2010 Florida Statutes
Determining whether property is entitled to charitable, religious, scientific, or literary exemption.
Determining whether property is entitled to charitable, religious, scientific, or literary exemption.—
In the determination of whether an applicant is actually using all or a portion of its property predominantly for a charitable, religious, scientific, or literary purpose, the following criteria shall be applied:
The nature and extent of the charitable, religious, scientific, or literary activity of the applicant, a comparison of such activities with all other activities of the organization, and the utilization of the property for charitable, religious, scientific, or literary activities as compared with other uses.
The extent to which the property has been made available to groups who perform exempt purposes at a charge that is equal to or less than the cost of providing the facilities for their use. Such rental or service shall be considered as part of the exempt purposes of the applicant.
Only those portions of property used predominantly for charitable, religious, scientific, or literary purposes shall be exempt. In no event shall an incidental use of property either qualify such property for an exemption or impair the exemption of an otherwise exempt property.

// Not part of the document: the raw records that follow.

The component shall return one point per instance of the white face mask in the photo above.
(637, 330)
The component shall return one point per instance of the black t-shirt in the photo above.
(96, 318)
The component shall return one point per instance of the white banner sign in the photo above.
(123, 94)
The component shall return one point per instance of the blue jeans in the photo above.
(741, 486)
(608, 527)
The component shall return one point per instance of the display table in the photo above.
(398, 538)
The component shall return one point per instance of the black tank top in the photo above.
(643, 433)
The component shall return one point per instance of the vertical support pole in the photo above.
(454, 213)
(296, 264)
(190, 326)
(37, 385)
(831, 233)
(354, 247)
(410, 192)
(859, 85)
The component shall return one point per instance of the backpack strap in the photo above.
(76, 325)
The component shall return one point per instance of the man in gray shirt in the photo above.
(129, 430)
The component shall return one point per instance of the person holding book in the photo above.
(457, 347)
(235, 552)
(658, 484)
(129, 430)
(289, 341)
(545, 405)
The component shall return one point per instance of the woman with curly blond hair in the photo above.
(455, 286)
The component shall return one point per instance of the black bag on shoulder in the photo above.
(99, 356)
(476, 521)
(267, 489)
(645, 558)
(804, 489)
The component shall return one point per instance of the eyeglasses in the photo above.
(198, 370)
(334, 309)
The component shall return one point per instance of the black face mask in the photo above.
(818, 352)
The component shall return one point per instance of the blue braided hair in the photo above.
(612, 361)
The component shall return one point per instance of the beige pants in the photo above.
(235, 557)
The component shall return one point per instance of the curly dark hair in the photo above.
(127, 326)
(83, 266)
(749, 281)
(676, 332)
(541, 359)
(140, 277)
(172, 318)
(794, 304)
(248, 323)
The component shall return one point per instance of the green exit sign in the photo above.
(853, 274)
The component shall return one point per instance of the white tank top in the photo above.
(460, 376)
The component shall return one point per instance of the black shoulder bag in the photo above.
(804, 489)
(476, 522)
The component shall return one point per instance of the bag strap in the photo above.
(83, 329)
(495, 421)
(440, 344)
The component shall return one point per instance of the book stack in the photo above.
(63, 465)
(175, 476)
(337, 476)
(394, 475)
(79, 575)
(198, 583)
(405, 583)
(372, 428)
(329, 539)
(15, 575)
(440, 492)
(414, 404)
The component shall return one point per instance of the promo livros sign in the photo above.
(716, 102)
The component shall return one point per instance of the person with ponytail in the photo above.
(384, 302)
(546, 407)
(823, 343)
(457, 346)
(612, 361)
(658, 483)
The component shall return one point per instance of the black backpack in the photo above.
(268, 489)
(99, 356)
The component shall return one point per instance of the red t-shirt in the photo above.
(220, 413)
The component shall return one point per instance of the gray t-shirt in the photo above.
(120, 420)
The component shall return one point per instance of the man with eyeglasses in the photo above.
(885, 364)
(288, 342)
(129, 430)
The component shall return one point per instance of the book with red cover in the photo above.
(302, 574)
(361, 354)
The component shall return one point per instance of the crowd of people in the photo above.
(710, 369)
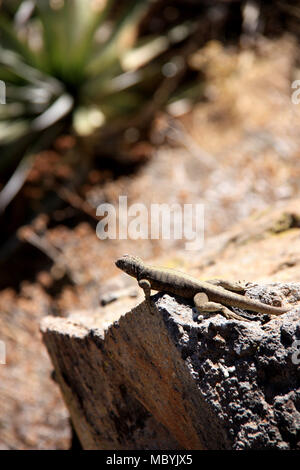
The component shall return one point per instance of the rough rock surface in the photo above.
(165, 379)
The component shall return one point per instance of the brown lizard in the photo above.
(209, 296)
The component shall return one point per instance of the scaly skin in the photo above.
(207, 295)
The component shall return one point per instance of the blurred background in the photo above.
(163, 101)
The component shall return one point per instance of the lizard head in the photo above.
(130, 264)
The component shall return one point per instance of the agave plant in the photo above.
(70, 63)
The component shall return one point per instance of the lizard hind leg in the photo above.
(146, 286)
(203, 304)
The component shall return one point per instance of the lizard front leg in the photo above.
(203, 304)
(234, 286)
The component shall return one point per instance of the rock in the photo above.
(161, 379)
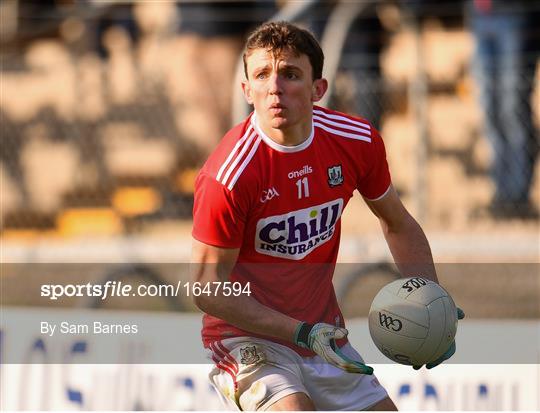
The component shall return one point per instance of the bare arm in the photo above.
(404, 236)
(215, 264)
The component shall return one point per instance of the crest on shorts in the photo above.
(249, 355)
(335, 177)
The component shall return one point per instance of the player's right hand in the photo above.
(321, 338)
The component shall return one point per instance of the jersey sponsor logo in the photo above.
(297, 174)
(269, 194)
(335, 177)
(297, 233)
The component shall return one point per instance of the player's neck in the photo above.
(293, 136)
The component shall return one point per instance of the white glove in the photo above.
(321, 338)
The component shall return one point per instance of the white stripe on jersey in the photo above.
(240, 142)
(238, 158)
(341, 133)
(343, 118)
(244, 164)
(363, 131)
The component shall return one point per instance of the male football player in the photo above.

Property owned by an exempt organization is used for a religious purpose if the institution has taken affirmative steps to prepare the property for use as a house of public worship. The term “affirmative steps” means environmental or land use permitting activities, creation of architectural plans or schematic drawings, land clearing or site preparation, construction or renovation activities, or other similar activities that demonstrate a commitment of the property to a religious use as a house of public worship. For purposes of this subsection, the term “public worship” means religious worship services and those other activities that are incidental to religious worship services, such as educational activities, parking, recreation, partaking of meals, and fellowship.
Except as otherwise provided herein, property claimed as exempt for literary, scientific, religious, or charitable purposes which is used for profitmaking purposes shall be subject to ad valorem taxation. Use of property for functions not requiring a business or occupational license conducted by the organization at its primary residence, the revenue of which is used wholly for exempt purposes, shall not be considered profit making. In this connection the playing of bingo on such property shall not be considered as using such property in such a manner as would impair its exempt status.
Property owned by an exempt organization qualified as charitable under s. 501(c)(3) of the Internal Revenue Code is used for a charitable purpose if the organization has taken affirmative steps to prepare the property to provide affordable housing to persons or families that meet the extremely-low-income, very-low-income, low-income, or moderate-income limits, as specified in s. 420.0004. The term “affirmative steps” means environmental or land use permitting activities, creation of architectural plans or schematic drawings, land clearing or site preparation, construction or renovation activities, or other similar activities that demonstrate a commitment of the property to providing affordable housing.
If property owned by an organization granted an exemption under this subsection is transferred for a purpose other than directly providing affordable homeownership or rental housing to persons or families who meet the extremely-low-income, very-low-income, low-income, or moderate-income limits, as specified in s. 420.0004, or is not in actual use to provide such affordable housing within 5 years after the date the organization is granted the exemption, the property appraiser making such determination shall serve upon the organization that illegally or improperly received the exemption a notice of intent to record in the public records of the county a notice of tax lien against any property owned by that organization in the county, and such property shall be identified in the notice of tax lien. The organization owning such property is subject to the taxes otherwise due and owing as a result of the failure to use the property to provide affordable housing plus 15 percent interest per annum and a penalty of 50 percent of the taxes owed.
Such lien, when filed, attaches to any property identified in the notice of tax lien owned by the organization that illegally or improperly received the exemption. If such organization no longer owns property in the county but owns property in any other county in the state, the property appraiser shall record in each such other county a notice of tax lien identifying the property owned by such organization in such county which shall become a lien against the identified property. Before any such lien may be filed, the organization so notified must be given 30 days to pay the taxes, penalties, and interest.
If an exemption is improperly granted as a result of a clerical mistake or an omission by the property appraiser, the organization improperly receiving the exemption shall not be assessed a penalty or interest.
The 5-year limitation specified in this subsection may be extended if the holder of the exemption continues to take affirmative steps to develop the property for the purposes specified in this subsection.
s. 8, ch. 71-133; s. 3, ch. 88-102; s. 3, ch. 91-196; s. 4, ch. 97-294; s. 3, ch. 98-289; s. 3, ch. 2000-228; s. 5, ch. 2007-106; s. 17, ch. 2009-96.